Some doctors say the state must distinguish between babies born to mothers on illicit opioids, like heroin, and those on drugs like methadone and buprenorphine, which are used to treat addicts.
While those drugs can also cause babies to experience withdrawal, they prevent pregnant women from going through withdrawal, which can cause pre-term labor and impact the baby’s health, Publicker said.
The state recently put a two year cap on methadone and buprenorphine treatment for Medicaid patients, unless they get prior approval for an extension. Some in the medical community say arbitrarily limiting access to treatment can cause addicts to relapse.
“We have among the highest rates of addiction and extremely poor access to appropriate treatment,” Publicker said. “When we start arguing against women having adequate access to effective treatment, then we are creating a really dangerous and serious problem.”

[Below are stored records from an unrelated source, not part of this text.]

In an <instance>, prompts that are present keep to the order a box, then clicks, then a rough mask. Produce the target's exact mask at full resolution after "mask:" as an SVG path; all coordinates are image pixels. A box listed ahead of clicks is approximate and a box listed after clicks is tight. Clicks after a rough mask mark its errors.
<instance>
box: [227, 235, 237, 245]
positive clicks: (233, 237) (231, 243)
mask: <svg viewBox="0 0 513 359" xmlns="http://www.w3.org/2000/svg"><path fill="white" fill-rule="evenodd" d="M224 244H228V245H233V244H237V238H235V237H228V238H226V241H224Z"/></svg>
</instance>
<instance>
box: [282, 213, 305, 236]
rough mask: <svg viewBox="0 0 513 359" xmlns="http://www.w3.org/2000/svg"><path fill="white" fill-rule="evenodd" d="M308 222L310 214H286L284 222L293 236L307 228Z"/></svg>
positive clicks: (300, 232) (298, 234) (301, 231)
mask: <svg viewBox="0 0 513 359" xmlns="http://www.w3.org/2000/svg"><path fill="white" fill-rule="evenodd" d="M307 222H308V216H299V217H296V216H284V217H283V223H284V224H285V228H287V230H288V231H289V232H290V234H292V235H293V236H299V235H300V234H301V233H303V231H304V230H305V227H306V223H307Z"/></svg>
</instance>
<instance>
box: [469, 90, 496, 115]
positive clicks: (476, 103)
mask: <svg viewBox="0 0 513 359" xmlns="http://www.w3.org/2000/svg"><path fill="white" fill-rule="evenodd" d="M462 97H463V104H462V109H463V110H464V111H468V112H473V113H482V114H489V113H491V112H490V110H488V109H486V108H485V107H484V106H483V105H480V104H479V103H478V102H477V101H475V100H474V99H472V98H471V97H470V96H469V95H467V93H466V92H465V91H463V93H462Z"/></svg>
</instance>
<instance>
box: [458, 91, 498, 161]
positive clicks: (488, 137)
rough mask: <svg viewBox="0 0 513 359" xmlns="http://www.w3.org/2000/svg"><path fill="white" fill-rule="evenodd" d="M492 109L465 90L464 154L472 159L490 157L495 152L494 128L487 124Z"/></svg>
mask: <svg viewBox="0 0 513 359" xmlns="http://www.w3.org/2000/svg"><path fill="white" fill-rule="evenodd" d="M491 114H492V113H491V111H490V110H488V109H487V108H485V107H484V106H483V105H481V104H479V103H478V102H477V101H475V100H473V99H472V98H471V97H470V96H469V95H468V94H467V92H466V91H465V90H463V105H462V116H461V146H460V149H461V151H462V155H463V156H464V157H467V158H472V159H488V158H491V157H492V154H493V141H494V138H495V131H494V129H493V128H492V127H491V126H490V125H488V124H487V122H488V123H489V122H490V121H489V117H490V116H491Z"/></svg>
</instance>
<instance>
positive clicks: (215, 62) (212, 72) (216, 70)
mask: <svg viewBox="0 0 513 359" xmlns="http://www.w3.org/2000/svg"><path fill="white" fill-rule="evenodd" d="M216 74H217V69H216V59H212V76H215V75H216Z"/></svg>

LePage said he’s working with the health department on the issue, including examining what steps other states are taking. Among other things, officials are working on a strategic plan to address drug-affected infants and fetal alcohol spectrum disorder, a spokesman for the health department said in an email.
“I am deeply concerned about the suffering and long-term consequences these newborns are subjected to,” LePage said. “This is no way to start life.”